Proudfoot expecting Stander’s last stand to inspire Ireland

England forwards coach pays tribute to his fellow South African’s impact with Ireland and Munster

Matt Proudfoot: “I’m sure they’ll want to close his chapter on the right note. We can expect a highly motivated Irish team really looking to come at us.”  Photograph: Dan Mullan/The RFU Collection via Getty Images

Matt Proudfoot: “I’m sure they’ll want to close his chapter on the right note. We can expect a highly motivated Irish team really looking to come at us.” Photograph: Dan Mullan/The RFU Collection via Getty Images

 

Last time we encountered Matt Proudfoot he was sitting beside Damien de Allende in Tokyo Disneyland.

So much has transpired since the Springboks’ all-conquering 2019 campaign with a once-in-a-lifetime financial opportunity sending Proudfoot to coach an England pack his South African eight had just destroyed in the World Cup final, while Munster are benefitting from their investment in De Allende, one of the game’s premier inside centres.

Irish rugby and especially Munster people were shocked this week when CJ Stander announced his retirement from “all forms of rugby,” ideally bringing his international cap total to 56 during the Lions Test series against the Springboks and possibly Japan this summer.

Proudfoot, who hails from Klerksdrop in South Africa’s north west province, relates to Stander more than most as the 49-year-old played tighthead prop for Scotland on four occasions between 1998 and 2003.

“Like myself, he made a decision for his life and it took him on an incredible adventure,” said Proudfoot. “He was loyal to that adventure and for that I congratulate him on an incredible career.”

Stander’s decision to retire aged 31 – saying his commitment to rugby was taking an “unfair toll” on his family coupled with a desire to raise his daughter in South Africa – was not flagged in an interview with the George Herald in April 2020. In fact, he stated he hoped to keep playing the sport on his return home.

“For sure [I am returning to South Africa] – I just realised in the last few weeks that I love farming,” said Stander during the first lockdown. “I can still play a lot of games hopefully. I think there is a lot of knowledge I can give back to the game. I would love to see where that path takes me, whether that is into coaching or not.”

Stander also suggested last year that a half century of caps for Ireland might be enough.

“I am on 42 now,” he said. “Hopefully, if I can get to 50, that would be great. That is not in my hands.
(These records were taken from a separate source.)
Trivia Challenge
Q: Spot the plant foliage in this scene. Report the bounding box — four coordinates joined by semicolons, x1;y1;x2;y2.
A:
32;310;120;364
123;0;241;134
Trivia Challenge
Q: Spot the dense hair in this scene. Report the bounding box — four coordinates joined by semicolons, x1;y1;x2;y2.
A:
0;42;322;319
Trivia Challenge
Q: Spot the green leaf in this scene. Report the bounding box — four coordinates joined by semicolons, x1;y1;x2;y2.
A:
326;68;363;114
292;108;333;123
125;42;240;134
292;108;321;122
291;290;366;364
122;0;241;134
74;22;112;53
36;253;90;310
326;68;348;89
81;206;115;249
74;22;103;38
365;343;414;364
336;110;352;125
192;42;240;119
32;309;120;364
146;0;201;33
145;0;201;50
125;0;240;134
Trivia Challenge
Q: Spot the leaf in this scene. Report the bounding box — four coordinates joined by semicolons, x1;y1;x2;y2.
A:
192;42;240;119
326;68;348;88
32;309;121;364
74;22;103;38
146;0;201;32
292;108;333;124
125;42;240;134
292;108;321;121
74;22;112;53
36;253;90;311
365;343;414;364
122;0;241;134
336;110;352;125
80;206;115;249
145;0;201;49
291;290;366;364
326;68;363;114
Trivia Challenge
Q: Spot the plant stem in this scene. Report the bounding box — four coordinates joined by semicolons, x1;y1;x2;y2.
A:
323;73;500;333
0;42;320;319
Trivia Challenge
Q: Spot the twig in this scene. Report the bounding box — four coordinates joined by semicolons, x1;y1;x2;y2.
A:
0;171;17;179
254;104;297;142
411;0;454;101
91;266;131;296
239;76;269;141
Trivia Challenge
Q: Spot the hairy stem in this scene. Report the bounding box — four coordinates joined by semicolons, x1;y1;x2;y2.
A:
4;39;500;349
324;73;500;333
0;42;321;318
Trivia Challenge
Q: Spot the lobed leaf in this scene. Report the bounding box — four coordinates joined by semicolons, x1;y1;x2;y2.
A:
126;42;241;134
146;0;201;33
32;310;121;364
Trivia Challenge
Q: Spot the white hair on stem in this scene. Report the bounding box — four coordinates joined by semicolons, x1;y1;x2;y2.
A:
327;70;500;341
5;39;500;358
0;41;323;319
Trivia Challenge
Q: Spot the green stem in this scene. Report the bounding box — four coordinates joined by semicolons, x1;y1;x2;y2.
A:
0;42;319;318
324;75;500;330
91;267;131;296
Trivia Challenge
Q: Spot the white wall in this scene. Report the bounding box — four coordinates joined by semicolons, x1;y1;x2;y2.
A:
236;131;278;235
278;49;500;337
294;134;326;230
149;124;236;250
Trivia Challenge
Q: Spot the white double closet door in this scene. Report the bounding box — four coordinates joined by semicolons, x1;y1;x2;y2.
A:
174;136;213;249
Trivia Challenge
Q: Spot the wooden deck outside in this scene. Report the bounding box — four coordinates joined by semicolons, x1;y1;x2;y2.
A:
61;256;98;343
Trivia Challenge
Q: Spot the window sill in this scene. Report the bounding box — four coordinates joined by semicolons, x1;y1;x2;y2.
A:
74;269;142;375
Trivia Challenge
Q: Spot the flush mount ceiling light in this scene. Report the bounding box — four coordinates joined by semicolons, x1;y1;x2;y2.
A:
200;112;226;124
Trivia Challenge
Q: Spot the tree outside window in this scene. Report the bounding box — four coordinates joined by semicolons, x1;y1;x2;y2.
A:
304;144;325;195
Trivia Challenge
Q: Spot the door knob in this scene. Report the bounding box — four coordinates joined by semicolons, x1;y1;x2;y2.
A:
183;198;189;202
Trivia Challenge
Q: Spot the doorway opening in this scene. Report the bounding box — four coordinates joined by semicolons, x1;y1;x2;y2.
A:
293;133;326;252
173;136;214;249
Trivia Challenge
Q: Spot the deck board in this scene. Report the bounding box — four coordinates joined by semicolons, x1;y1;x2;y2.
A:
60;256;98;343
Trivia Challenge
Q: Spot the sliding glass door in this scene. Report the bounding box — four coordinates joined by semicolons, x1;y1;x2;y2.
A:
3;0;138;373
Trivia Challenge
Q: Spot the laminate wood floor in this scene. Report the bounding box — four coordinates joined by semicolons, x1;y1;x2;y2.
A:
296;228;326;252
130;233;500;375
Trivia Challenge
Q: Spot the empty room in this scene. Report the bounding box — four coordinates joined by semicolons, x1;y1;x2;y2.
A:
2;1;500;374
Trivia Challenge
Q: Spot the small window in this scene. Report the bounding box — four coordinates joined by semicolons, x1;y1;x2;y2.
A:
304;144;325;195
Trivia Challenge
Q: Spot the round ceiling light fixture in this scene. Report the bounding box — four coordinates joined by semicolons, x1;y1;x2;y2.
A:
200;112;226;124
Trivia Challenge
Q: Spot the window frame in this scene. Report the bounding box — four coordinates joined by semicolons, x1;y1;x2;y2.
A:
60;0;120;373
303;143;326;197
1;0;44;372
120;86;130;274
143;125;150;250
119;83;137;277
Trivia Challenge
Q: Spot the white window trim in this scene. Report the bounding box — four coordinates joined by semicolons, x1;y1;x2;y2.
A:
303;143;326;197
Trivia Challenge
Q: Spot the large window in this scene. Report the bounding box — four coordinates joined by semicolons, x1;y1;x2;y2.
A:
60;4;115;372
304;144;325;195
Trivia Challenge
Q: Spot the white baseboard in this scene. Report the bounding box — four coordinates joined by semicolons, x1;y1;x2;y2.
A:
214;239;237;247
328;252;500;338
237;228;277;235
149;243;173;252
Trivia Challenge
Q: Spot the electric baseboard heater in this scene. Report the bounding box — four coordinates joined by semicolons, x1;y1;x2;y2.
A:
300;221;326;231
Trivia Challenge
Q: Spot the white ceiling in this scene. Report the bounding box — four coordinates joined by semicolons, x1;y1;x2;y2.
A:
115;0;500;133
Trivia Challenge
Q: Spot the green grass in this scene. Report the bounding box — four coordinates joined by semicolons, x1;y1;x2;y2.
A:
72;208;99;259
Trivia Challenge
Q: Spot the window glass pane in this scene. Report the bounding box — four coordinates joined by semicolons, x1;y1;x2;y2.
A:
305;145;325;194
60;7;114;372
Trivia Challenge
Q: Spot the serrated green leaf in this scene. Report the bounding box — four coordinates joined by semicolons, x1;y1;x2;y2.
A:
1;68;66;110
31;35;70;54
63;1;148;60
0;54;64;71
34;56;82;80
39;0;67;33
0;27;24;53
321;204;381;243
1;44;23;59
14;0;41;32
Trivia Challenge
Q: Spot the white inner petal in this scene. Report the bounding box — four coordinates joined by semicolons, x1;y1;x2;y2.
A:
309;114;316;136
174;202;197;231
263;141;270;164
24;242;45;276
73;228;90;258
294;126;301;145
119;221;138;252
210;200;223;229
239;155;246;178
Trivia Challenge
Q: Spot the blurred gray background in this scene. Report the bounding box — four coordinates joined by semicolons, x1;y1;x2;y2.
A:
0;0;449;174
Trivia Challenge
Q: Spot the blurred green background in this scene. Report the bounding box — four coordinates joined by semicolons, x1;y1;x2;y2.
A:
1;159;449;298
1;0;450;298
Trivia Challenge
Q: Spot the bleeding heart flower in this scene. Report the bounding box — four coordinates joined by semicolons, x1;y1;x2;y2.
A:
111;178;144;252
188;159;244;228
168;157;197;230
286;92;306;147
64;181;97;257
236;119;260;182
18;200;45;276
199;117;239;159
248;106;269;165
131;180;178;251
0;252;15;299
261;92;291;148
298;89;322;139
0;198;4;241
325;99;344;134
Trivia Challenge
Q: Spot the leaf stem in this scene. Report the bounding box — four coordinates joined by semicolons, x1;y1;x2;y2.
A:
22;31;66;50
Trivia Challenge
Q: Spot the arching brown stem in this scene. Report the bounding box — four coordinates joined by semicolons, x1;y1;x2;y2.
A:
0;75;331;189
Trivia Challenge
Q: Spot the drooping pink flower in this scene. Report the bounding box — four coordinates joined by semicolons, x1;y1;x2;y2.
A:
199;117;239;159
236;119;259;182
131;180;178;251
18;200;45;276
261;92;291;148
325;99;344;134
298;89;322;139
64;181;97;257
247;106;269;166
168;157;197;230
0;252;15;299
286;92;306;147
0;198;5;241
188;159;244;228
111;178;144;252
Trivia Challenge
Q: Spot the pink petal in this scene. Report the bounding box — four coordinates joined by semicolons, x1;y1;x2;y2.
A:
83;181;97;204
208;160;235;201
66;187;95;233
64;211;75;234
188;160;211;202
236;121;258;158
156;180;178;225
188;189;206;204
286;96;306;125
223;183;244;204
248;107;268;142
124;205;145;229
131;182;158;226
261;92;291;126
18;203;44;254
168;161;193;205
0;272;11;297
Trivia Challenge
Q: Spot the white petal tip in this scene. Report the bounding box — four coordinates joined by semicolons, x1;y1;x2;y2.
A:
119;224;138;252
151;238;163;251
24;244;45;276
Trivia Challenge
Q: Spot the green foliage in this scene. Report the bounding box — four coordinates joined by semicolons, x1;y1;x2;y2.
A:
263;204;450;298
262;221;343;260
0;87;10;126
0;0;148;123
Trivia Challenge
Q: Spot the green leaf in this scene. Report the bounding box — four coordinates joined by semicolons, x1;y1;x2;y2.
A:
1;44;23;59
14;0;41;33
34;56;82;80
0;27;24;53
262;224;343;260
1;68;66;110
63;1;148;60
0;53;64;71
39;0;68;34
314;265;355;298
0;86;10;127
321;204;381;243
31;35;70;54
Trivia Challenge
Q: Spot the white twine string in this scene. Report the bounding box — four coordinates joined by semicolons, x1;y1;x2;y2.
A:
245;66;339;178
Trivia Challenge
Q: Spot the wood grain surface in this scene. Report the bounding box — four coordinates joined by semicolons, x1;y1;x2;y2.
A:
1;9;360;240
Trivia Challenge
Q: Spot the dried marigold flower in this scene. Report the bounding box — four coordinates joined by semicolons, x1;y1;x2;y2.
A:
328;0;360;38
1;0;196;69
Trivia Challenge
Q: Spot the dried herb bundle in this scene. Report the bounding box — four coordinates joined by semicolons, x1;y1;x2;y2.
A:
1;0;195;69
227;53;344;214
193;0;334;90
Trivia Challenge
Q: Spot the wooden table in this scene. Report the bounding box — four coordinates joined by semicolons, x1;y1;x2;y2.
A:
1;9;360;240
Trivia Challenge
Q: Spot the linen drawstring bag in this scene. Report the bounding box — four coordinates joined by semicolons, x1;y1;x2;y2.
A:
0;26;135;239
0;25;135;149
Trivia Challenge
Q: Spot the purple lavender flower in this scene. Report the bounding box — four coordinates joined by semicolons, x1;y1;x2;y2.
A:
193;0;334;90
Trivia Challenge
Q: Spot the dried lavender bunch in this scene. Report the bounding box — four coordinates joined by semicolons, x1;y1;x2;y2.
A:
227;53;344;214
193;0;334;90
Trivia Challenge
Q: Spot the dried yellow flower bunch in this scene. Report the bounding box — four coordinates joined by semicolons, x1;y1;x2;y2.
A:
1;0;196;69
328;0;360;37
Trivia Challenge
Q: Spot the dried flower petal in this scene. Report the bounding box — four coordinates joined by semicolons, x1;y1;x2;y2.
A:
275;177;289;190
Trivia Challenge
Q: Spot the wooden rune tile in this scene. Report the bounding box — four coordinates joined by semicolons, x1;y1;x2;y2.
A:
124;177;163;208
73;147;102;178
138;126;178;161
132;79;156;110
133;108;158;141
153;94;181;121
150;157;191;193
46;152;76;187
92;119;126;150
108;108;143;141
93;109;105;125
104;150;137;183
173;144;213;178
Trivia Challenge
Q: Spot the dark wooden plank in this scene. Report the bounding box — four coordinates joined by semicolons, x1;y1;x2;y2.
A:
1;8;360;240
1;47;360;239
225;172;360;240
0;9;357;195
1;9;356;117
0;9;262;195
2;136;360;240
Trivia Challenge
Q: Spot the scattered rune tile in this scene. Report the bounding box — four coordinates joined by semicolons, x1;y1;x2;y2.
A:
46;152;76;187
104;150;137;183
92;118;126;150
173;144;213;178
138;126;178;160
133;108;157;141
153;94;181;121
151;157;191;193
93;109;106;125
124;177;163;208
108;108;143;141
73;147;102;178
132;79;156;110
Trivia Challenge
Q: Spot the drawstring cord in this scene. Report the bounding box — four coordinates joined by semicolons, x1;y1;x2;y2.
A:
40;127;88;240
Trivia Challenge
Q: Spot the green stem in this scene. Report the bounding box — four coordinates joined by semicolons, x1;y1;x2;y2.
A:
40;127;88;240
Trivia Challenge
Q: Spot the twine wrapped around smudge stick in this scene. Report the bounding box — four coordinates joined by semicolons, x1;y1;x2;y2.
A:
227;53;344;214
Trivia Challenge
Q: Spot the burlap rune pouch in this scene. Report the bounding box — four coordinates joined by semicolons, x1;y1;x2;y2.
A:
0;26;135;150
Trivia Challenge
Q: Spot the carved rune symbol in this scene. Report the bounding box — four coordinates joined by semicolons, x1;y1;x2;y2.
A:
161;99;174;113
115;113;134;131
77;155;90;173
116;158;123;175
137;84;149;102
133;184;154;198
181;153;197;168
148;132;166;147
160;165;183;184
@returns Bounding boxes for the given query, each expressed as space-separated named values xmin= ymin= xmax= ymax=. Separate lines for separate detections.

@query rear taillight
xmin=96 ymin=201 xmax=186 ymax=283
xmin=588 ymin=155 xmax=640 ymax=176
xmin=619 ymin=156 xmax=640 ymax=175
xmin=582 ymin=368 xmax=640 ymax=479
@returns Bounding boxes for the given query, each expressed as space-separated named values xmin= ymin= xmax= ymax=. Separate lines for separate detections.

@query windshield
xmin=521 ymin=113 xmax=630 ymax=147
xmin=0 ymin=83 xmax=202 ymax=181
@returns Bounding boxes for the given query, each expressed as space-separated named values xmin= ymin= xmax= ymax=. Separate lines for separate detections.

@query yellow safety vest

There are a lot of youngsters coming through in the position, but I am looking forward to a good contest going forward.”

That contest ends this weekend with both Munster captain Peter O’Mahony and Ireland captain Johnny Sexton caught completely unawares by Stander’s decision to quit at the peak of his powers.

Family reasons

“Every person makes that decision in their life,” said Proudfoot.

“If you read his statement, he’d thought it through, he’s taken a lot of things into account and he’s very, very grateful for the experience of being part of a generation of a highly successful Irish and Munster teams. That’s really reflective of the type of human being he is, giving everything he’s got to his province and his team.

“I was a little bit different so I couldn’t relate to that decision. I was young, I was single and on my own [when he moved to Edinburgh]. Family reasons are very powerful reasons, very powerful motivators for people.

“No, I am not surprised. I think the world is in a very tough place and the things that motivate you in life, your reasons why, are very important and you need to take care of them.

“He spoke about his whys for playing the game and being the best he could be, and his family. When those two come into conflict it must be a tough place to be as a player, having to pick between the two things you care the most about in the world.”

Proudfoot agreed that Stander’s imminent departure from Limerick will galvanise Ireland this weekend at the Aviva Stadium in the final round of the Six Nations.

“Absolutely. He’s been a talisman for their pack and team for a long, long time. He plays with his heart on his sleeve. He’s a tough, tough competitor, a tough man.

“I’m sure they’ll want to close his chapter on the right note. We can expect a highly motivated Irish team really looking to come at us. We need to confront that and get ourselves on the front foot.”